TLDR
I created an endpoint in my Astro blog that outputs all posts in plain text format. This lets me copy my entire blog with one click and paste it into any LLM with adequate context window. The setup uses TypeScript and Astro’s API routes, making it work with any Astro content collection.
Why I Built This
I wanted a quick way to ask AI models questions about my own blog content. Copying posts one by one is slow. With this solution, I can give any LLM all my blog posts at once.
How It Works
The solution creates a special endpoint that:
- Gets all blog posts
- Converts them to plain text
- Formats them with basic metadata
- Outputs everything as one big text file
Setting Up the File
First, I created a new TypeScript file in my Astro pages directory:
// src/pages/llms.txt.ts
import type { APIRoute } from "astro";
import { getCollection } from "astro:content";
// Function to extract the frontmatter as text
const extractFrontmatter = (content: string): string => {
const frontmatterMatch = content.match(/^---\n([\s\S]*?)\n---/);
return frontmatterMatch ? frontmatterMatch[1] : '';
};
// Function to clean content while keeping frontmatter
const cleanContent = (content: string): string => {
// Extract the frontmatter as text
const frontmatterText = extractFrontmatter(content);
// Remove the frontmatter delimiters
let cleanedContent = content.replace(/^---\n[\s\S]*?\n---/, '');
// Clean up MDX-specific imports
cleanedContent = cleanedContent.replace(/import\s+.*\s+from\s+['"].*['"];?\s*/g, '');
// Remove MDX component declarations
cleanedContent = cleanedContent.replace(/<\w+\s+.*?\/>/g, '');
// Remove Shiki Twoslash syntax like
cleanedContent = cleanedContent.replace(/\/\/\s*@noErrors/g, '');
cleanedContent = cleanedContent.replace(/\/\/\s*@(.*?)$/gm, ''); // Remove other Shiki Twoslash directives
// Clean up multiple newlines
cleanedContent = cleanedContent.replace(/\n\s*\n\s*\n/g, '\n\n');
// Return the frontmatter as text, followed by the cleaned content
return frontmatterText + '\n\n' + cleanedContent.trim();
};
export const GET: APIRoute = async () => {
try {
// Get all blog posts sorted by date (newest first)

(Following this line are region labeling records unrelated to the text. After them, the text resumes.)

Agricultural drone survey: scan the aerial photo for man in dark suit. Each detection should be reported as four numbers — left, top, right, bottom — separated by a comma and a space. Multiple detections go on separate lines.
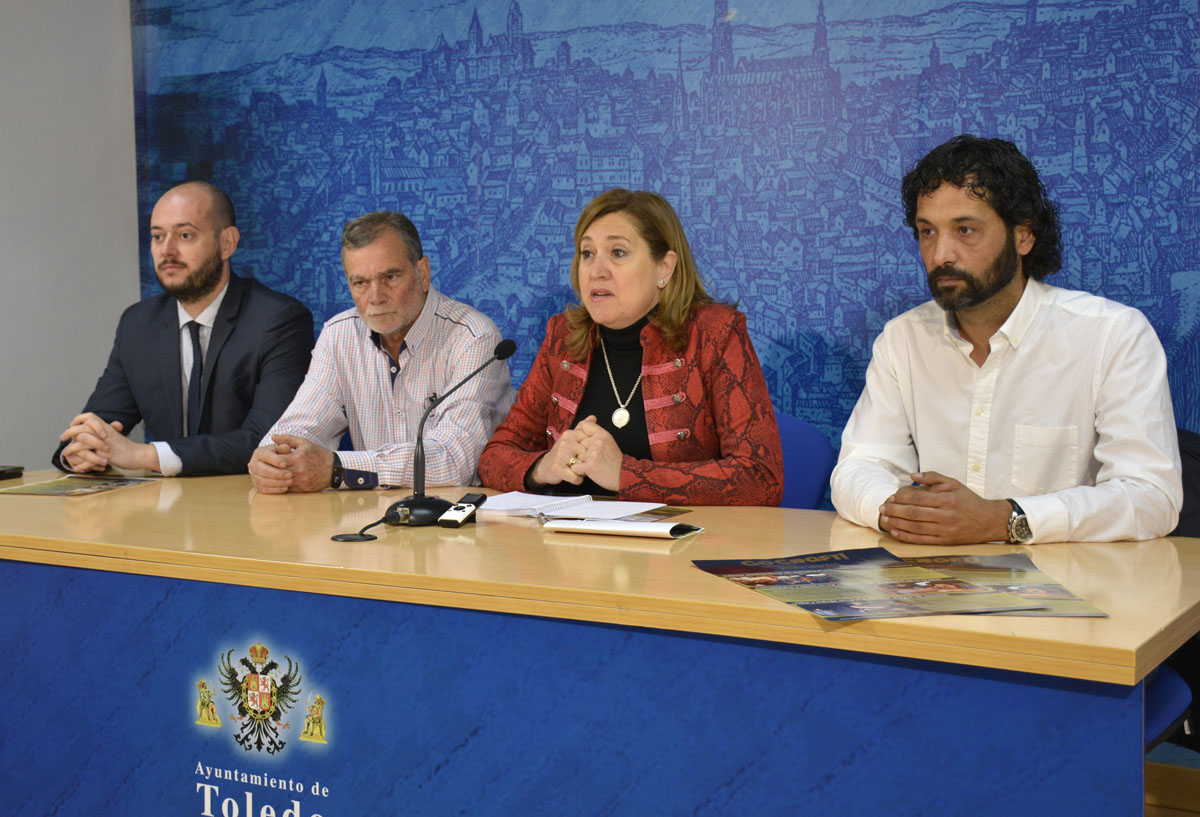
54, 181, 313, 476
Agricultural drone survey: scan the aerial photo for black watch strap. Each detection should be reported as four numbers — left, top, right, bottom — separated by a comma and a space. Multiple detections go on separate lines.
1008, 499, 1033, 545
329, 451, 346, 488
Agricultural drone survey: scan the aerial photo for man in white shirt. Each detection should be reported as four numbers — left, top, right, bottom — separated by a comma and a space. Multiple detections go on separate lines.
832, 136, 1182, 545
250, 211, 516, 493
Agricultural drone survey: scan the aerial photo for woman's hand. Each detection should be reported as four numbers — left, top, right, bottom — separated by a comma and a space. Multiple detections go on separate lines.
529, 416, 595, 485
563, 416, 624, 493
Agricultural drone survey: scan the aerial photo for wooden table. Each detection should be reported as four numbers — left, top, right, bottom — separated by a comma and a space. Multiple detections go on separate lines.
0, 471, 1200, 817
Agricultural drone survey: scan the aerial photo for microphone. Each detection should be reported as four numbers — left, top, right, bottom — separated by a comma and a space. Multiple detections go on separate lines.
384, 338, 517, 527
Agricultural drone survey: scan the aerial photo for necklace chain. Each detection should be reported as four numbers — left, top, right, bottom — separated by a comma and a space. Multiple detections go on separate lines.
600, 335, 642, 419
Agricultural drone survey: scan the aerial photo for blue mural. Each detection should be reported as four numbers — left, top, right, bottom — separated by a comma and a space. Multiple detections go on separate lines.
133, 0, 1200, 443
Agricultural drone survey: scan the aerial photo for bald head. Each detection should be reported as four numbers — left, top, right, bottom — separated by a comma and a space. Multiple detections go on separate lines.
158, 181, 238, 233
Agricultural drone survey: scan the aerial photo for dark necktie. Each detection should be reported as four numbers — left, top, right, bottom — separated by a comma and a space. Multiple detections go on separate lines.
187, 320, 204, 437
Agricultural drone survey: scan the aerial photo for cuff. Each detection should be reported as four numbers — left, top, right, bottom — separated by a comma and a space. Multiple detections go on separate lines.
337, 451, 379, 491
150, 440, 184, 476
1013, 494, 1070, 543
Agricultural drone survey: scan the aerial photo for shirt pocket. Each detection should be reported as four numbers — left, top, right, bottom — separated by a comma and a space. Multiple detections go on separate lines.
1012, 426, 1079, 497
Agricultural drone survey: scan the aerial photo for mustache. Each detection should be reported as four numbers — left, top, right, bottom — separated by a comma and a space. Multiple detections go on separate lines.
929, 264, 972, 283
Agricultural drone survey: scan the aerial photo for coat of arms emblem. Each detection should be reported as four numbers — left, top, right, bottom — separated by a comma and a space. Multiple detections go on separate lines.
221, 644, 300, 755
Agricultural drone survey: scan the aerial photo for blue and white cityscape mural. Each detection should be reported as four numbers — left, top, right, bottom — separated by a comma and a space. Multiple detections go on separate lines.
133, 0, 1200, 444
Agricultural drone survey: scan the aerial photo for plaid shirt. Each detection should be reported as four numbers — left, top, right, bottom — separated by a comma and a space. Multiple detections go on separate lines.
260, 287, 516, 488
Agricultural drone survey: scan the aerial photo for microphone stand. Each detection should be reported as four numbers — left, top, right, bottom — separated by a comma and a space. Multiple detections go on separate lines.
384, 340, 517, 527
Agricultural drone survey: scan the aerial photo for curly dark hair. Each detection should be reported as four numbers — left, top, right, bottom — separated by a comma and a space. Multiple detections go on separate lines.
900, 133, 1062, 281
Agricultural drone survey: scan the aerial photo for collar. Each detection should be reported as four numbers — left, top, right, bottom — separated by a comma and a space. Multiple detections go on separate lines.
175, 276, 233, 329
938, 278, 1052, 349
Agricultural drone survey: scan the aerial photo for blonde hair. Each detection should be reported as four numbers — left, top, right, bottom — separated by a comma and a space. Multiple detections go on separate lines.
566, 187, 713, 360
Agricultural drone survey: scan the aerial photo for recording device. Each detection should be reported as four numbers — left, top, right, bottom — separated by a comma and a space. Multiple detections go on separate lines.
332, 338, 517, 542
438, 493, 487, 528
383, 338, 517, 527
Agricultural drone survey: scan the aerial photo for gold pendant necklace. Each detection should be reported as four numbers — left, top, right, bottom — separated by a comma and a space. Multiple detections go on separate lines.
600, 335, 642, 428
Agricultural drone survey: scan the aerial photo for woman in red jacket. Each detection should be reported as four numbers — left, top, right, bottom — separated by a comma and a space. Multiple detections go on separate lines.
479, 190, 784, 505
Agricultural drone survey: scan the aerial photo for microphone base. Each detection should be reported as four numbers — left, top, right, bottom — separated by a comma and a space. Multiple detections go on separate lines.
384, 494, 454, 528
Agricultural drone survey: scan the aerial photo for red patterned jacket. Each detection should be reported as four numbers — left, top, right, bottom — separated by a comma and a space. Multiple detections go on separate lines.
479, 304, 784, 505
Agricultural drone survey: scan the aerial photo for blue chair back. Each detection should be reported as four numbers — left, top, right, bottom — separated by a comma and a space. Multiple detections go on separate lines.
1142, 663, 1192, 752
775, 411, 836, 509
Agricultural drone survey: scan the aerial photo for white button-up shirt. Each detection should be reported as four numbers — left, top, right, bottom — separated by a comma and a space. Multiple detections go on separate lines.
259, 287, 516, 488
832, 280, 1183, 542
150, 282, 229, 476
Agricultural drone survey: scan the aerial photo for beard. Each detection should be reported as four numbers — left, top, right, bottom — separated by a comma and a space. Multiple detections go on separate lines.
155, 247, 224, 304
929, 230, 1021, 312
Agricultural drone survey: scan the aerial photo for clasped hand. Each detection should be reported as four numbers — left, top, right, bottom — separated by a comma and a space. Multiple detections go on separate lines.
59, 411, 158, 474
880, 471, 1012, 545
530, 415, 623, 492
248, 434, 334, 493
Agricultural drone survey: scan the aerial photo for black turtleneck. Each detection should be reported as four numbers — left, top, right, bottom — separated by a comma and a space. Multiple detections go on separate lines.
566, 316, 650, 495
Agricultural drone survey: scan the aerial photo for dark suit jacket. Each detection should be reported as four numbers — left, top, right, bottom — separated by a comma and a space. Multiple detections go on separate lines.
54, 275, 313, 476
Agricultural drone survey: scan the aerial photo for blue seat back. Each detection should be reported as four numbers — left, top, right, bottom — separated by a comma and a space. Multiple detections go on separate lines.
775, 411, 836, 509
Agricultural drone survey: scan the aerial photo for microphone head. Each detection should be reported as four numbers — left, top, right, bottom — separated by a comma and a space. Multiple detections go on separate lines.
492, 337, 517, 360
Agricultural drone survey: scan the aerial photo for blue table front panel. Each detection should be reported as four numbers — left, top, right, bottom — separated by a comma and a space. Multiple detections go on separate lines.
0, 561, 1142, 817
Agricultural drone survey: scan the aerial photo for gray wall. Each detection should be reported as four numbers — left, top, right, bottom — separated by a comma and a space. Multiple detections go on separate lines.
0, 0, 138, 469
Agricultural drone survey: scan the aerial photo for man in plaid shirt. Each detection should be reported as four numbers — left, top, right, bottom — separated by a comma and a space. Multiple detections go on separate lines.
250, 211, 516, 493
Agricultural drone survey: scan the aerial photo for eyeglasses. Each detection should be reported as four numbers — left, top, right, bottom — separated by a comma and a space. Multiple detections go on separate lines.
350, 270, 404, 293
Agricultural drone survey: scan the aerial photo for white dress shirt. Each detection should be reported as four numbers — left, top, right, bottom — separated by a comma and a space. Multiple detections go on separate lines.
832, 280, 1183, 542
150, 282, 229, 476
259, 288, 516, 488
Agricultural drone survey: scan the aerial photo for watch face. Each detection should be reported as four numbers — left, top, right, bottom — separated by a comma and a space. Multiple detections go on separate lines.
1009, 513, 1033, 542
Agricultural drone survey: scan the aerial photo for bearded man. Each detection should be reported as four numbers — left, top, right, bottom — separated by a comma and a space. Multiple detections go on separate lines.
830, 134, 1183, 545
53, 181, 313, 476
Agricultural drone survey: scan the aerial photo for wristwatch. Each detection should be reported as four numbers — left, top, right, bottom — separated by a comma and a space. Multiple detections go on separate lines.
1008, 499, 1033, 545
329, 451, 343, 488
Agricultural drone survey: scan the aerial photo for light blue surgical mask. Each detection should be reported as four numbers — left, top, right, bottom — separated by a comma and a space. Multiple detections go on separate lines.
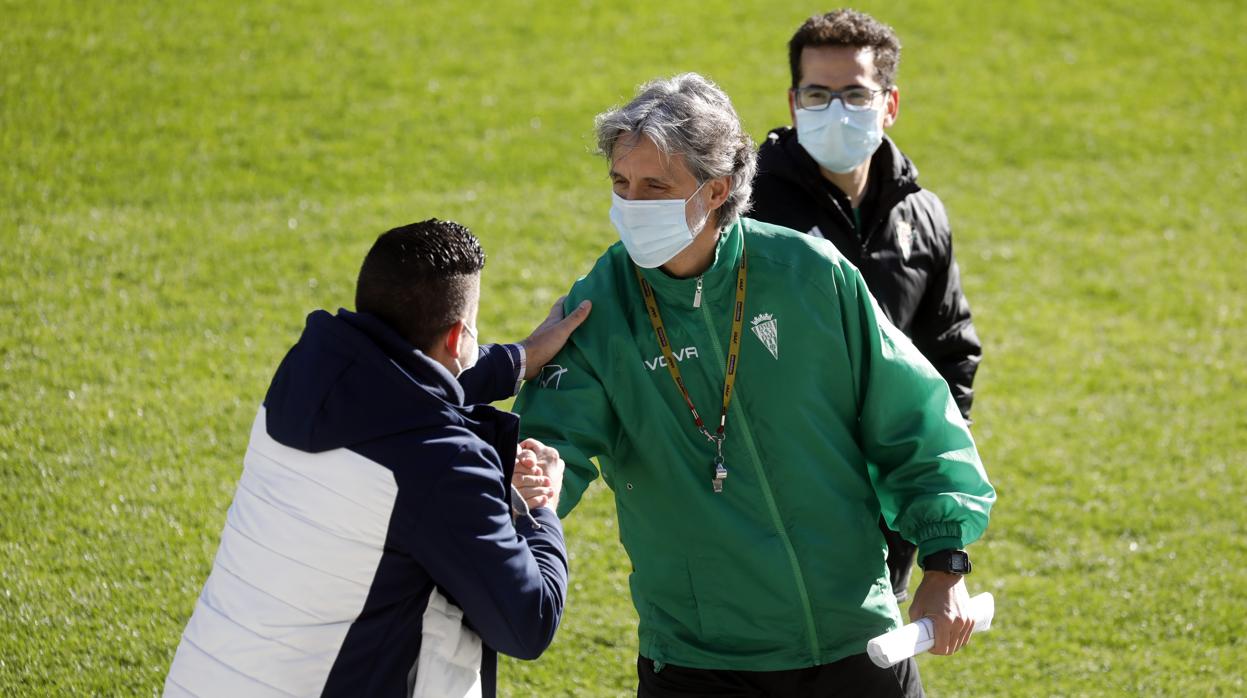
796, 100, 883, 175
611, 179, 710, 269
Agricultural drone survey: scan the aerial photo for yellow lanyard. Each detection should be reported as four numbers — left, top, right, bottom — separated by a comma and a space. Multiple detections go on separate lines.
633, 247, 747, 494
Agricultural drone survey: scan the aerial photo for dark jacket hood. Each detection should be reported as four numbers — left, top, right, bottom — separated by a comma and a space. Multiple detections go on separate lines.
264, 309, 473, 452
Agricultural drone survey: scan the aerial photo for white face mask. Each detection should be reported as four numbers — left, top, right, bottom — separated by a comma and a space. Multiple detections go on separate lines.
797, 100, 883, 175
611, 179, 710, 269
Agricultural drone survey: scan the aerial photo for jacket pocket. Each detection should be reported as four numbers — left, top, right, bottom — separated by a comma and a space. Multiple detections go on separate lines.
628, 556, 702, 659
688, 547, 807, 657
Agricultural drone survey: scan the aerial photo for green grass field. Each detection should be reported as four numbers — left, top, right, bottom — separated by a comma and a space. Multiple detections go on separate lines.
0, 0, 1247, 697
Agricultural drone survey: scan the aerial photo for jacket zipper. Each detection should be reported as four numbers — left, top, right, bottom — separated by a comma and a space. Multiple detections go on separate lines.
693, 302, 819, 663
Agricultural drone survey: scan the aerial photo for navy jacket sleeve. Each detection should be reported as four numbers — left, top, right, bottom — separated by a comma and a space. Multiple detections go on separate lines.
910, 202, 983, 421
459, 344, 522, 405
410, 444, 567, 659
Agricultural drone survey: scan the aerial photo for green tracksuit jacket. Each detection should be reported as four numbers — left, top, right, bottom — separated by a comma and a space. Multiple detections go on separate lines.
515, 218, 995, 671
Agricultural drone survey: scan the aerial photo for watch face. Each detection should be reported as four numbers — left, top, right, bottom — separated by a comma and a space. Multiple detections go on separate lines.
948, 551, 970, 575
923, 550, 970, 575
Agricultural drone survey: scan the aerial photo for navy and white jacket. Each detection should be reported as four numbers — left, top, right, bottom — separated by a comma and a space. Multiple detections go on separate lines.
165, 310, 567, 698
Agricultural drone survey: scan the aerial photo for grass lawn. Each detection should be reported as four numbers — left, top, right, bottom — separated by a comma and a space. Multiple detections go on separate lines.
0, 0, 1247, 697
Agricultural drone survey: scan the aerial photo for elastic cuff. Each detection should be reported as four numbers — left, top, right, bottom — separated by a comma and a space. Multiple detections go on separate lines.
918, 536, 963, 563
506, 344, 529, 395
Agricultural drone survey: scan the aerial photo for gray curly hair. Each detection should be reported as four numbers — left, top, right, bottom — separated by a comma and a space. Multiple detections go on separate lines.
594, 72, 758, 228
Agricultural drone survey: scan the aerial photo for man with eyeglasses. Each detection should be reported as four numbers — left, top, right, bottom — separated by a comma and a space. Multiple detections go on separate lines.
751, 10, 983, 612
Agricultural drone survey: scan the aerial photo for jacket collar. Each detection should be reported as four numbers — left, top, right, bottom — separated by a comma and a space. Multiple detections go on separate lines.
758, 126, 918, 196
630, 218, 744, 308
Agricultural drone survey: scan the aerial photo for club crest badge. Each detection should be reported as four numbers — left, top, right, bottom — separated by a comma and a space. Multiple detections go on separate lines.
897, 221, 914, 262
537, 364, 567, 390
749, 313, 779, 359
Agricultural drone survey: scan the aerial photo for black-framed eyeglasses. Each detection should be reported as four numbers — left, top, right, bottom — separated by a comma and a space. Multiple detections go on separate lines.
793, 85, 889, 111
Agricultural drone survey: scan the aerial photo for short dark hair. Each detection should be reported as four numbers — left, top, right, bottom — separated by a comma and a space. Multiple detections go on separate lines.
355, 218, 485, 351
788, 9, 900, 90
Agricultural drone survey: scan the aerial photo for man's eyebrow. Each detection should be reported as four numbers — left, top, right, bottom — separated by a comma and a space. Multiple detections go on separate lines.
798, 82, 868, 92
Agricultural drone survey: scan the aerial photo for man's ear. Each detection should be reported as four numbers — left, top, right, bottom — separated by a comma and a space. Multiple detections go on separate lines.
883, 86, 900, 128
706, 175, 732, 211
441, 320, 464, 359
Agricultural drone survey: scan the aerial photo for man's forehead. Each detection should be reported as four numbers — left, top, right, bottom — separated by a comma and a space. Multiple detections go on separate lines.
801, 46, 875, 88
611, 132, 688, 178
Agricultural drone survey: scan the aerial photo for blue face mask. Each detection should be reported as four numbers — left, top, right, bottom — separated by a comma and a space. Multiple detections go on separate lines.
611, 179, 710, 269
797, 100, 883, 175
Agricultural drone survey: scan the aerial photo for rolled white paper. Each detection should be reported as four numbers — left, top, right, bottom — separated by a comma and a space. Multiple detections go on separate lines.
865, 592, 996, 668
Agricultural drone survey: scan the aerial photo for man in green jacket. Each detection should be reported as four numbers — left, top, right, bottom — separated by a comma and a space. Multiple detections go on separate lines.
515, 74, 995, 696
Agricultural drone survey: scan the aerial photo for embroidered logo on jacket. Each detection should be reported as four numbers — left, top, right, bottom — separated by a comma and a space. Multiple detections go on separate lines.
537, 364, 567, 390
749, 313, 779, 359
897, 221, 914, 262
643, 347, 701, 370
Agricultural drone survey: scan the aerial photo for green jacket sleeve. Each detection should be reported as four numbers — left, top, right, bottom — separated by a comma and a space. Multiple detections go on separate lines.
840, 261, 996, 556
514, 302, 620, 516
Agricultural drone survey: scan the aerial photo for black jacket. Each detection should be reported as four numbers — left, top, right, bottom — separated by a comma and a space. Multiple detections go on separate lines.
749, 127, 983, 419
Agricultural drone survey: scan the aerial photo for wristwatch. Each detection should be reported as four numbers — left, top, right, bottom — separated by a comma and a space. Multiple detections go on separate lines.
919, 550, 970, 575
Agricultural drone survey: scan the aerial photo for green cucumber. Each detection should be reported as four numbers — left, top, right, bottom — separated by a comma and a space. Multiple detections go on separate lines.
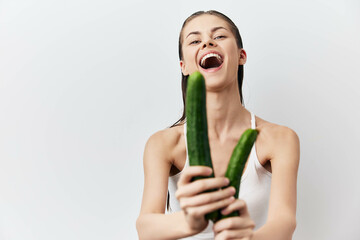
185, 72, 219, 221
219, 128, 258, 219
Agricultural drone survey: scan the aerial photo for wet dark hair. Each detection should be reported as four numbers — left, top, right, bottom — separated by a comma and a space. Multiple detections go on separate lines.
170, 10, 244, 128
166, 10, 244, 211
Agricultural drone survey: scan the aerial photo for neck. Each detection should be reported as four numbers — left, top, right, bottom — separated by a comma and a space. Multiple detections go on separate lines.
206, 81, 250, 141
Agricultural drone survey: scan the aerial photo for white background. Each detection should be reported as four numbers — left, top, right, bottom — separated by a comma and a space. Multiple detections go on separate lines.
0, 0, 360, 240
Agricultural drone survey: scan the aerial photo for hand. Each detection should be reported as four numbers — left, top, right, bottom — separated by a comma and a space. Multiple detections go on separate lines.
213, 199, 255, 240
175, 166, 235, 232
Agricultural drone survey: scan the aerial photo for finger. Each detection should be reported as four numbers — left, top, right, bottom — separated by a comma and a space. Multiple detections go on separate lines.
215, 229, 253, 240
186, 196, 235, 218
213, 216, 255, 233
221, 199, 250, 217
180, 187, 236, 209
175, 177, 229, 199
178, 166, 212, 187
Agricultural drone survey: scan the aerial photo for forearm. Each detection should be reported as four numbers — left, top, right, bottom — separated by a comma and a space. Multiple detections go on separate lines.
252, 219, 296, 240
136, 211, 201, 240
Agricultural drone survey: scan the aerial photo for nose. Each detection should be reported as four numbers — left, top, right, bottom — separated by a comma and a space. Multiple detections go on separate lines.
202, 39, 216, 49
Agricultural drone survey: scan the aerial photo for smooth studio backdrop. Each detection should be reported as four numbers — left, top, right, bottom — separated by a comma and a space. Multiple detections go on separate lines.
0, 0, 360, 240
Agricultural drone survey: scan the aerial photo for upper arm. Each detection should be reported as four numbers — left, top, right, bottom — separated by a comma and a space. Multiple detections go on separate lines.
268, 126, 300, 225
140, 131, 171, 214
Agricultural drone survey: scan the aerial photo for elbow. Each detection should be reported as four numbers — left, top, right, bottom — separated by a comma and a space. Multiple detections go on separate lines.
136, 215, 144, 240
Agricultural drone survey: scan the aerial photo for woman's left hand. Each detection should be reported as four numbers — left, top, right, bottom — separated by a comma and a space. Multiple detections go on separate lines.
213, 199, 255, 240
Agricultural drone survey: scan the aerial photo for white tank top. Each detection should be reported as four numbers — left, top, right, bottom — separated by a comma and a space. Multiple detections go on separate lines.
167, 112, 271, 240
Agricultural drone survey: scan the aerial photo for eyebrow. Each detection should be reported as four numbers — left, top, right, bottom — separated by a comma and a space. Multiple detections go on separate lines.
186, 27, 227, 38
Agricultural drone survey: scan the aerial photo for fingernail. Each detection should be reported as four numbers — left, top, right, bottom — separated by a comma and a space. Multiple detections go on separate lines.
229, 196, 235, 202
229, 187, 236, 194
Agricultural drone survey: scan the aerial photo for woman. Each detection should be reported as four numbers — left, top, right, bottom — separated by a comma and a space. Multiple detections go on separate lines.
136, 11, 299, 240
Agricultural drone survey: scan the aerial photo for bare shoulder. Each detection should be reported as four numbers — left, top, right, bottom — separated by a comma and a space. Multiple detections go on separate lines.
145, 125, 183, 162
257, 117, 300, 163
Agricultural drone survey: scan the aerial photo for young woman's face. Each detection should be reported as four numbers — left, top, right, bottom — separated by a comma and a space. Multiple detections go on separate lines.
180, 14, 246, 89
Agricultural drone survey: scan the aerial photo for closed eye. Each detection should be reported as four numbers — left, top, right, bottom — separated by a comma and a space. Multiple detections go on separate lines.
190, 40, 200, 45
214, 35, 226, 39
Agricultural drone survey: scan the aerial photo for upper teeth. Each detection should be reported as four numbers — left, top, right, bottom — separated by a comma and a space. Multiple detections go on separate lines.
200, 53, 221, 66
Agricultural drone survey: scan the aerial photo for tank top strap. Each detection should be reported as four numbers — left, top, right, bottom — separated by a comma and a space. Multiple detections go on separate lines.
250, 112, 256, 129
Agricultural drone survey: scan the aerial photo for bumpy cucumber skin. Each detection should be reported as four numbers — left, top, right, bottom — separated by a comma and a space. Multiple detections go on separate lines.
185, 72, 219, 221
219, 128, 259, 219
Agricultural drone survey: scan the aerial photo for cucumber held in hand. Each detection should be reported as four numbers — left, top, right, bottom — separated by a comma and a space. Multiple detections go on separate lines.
220, 128, 258, 219
185, 72, 219, 221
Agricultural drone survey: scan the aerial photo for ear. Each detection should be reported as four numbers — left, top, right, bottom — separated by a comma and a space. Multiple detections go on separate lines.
238, 48, 247, 65
180, 60, 189, 76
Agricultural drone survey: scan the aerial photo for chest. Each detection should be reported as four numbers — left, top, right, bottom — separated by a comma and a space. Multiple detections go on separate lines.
170, 133, 271, 176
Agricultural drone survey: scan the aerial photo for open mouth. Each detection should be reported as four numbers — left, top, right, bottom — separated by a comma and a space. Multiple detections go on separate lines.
200, 53, 223, 69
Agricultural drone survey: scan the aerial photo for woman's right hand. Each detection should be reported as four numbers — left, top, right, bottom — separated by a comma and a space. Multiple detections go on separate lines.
175, 166, 235, 232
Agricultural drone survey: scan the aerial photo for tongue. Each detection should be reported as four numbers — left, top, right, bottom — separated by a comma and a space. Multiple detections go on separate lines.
203, 57, 221, 69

const posts = await getCollection('blog', ({ data }) => !data.draft);
const sortedPosts = posts.sort((a, b) =>
new Date(b.data.pubDatetime).valueOf() - new Date(a.data.pubDatetime).valueOf()
);
// Generate the content
let llmsContent = '';
for (const post of sortedPosts) {
// Add post metadata in the format similar to the example
llmsContent += `--- title: ${post.data.title} description: ${post.data.description} tags: [${post.data.tags.map(tag => `'${tag}'`).join(', ')}] ---\n\n`;
// Add the post title as a heading
llmsContent += `# ${post.data.title}\n\n`;
// Process the content, keeping frontmatter as text
const processedContent = cleanContent(post.body);
llmsContent += processedContent + '\n\n';
// Add separator between posts
llmsContent += '---\n\n';
}
// Return the response as plain text
return new Response(llmsContent, {
headers: { "Content-Type": "text/plain; charset=utf-8" },
});
} catch (error) {
console.error('Failed to generate llms.txt:', error);
return new Response('Error generating llms.txt', { status: 500 });
}
};
This code accomplishes four key functions:
- It uses Astro’s
getCollection
function to grab all published blog posts - It sorts them by date with newest first
- It cleans up each post’s content with helper functions
- It formats each post with its metadata and content
- It returns everything as plain text
How to Use It
Using this is simple:
- Visit
alexop.dev/llms.txt
in your browser - Press Ctrl+A (or Cmd+A on Mac) to select all the text
- Copy it (Ctrl+C or Cmd+C)
- Paste it into any LLM with adequate context window (like ChatGPT, Claude, Llama, etc.)
- Ask questions about your blog content
The LLM now has all your blog posts in its context window. You can ask questions such as:
- “What topics have I written about?”
- “Summarize my post about [topic]”
- “Find code examples in my posts that use [technology]”
- “What have I written about [specific topic]?”
Benefits of This Approach
This approach offers distinct advantages:
- Works with any Astro blog
- Requires a single file to set up
- Makes your content easy to query with any LLM
- Keeps useful metadata with each post
- Formats content in a way LLMs understand well
Conclusion
By adding one straightforward TypeScript file to your Astro blog, you can create a fast way to chat with your own content using any LLM with adequate context window. This makes it easy to:
- Find information in your old posts
- Get summaries of your content
- Find patterns across your writing
- Generate new ideas based on your past content
Give it a try! The setup takes minutes, and it makes interacting with your blog content much faster.